Бухгалтер снял свои очки.

— Может, подойдут? — Он вышел из-за стола, взял у начальника конверт, передал его с очками Николаю и вернулся в свой угол. И он и Сабо смотрели на Федосеева, один с тревогой, другой с выжидательной усмешкой. Они, конечно, прочли письмо, потому так и смотрели.

Николай разорвал уже вскрытый конверт и развернул слежавшийся жёсткий листок. Очки оказались не совсем по глазам, но буквы были крупные и отчётливые. Писал какой-то незнакомец из Царицына, что-то сообщал об Анне, но так туманно, с такими раздражающими недоговорками и намёками, что ничего не поймёшь. И чем дальше, тем несуразнее сообщения. Вот и конец письма, а ничего не рассказано. Дикая загадка. И шутовская подпись: «Печальный вестник Моисей Гутман». Что он хотел сказать, этот печальный вестник? Что случилось с Анной? Как она попала в Царицын? Почему не написала сама?

— Ну что, не обрадовали? — сказал начальник. — Письмецо придётся пока у вас забрать. Надо кое-что выяснить. Кто такая эта Анна Соловьёва?

Николай молчал.

— Понимаю, интимная связь, говорить неудобно. Тогда скажите, кто такой Моисей Гутман?

— Не знаю. И орошу прекратить вопросы, мне не до них.

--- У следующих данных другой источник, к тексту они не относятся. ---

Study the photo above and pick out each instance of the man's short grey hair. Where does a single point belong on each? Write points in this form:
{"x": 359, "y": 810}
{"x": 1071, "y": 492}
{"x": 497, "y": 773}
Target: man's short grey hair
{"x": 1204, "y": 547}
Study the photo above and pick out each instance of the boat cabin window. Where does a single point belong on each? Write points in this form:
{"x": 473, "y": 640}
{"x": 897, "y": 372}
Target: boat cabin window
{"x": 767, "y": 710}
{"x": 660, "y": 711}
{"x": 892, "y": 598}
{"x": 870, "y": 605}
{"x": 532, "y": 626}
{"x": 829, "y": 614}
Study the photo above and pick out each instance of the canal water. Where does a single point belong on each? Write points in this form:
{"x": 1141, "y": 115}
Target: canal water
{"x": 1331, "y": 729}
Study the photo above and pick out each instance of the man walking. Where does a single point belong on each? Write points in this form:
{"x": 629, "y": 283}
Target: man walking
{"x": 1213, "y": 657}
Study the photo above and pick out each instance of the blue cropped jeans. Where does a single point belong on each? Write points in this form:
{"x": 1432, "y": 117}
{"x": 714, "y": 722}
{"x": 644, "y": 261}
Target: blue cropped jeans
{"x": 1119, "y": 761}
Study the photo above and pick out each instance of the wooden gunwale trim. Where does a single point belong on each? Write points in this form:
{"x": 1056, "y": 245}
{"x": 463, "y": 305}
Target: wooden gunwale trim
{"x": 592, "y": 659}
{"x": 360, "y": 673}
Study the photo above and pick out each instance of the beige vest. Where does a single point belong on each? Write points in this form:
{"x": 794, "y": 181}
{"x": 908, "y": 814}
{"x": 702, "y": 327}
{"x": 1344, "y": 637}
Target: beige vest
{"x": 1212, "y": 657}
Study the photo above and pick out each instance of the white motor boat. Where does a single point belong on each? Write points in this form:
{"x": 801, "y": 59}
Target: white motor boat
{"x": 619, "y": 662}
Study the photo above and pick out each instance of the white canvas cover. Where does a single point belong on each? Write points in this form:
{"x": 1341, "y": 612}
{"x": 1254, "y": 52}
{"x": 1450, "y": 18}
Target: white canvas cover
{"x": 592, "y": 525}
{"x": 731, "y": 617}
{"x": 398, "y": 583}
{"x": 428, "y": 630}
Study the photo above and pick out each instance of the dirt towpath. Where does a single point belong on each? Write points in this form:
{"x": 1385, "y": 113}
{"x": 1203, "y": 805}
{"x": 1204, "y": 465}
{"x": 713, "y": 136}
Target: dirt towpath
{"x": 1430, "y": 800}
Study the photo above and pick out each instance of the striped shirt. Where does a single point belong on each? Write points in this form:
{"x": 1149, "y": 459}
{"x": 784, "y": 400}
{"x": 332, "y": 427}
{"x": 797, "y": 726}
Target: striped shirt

Отведите в камеру.

— Значит, Гутмана вы не знаете? Эх, Федосеев. Федосеев! Дворянин, из благородной семьи, а связались с евреями, революции захотели. Чего вам не хватало?

— Отведите в камеру!

— Не кричите, Федосеев. Спокойнее, спокойнее надо. Берегите себя. У вас ещё десять месяцев одиночки. Десять месяцев, а дальше что? Дальше-то что? Полгодика свободы и опять «Кресты»? Так?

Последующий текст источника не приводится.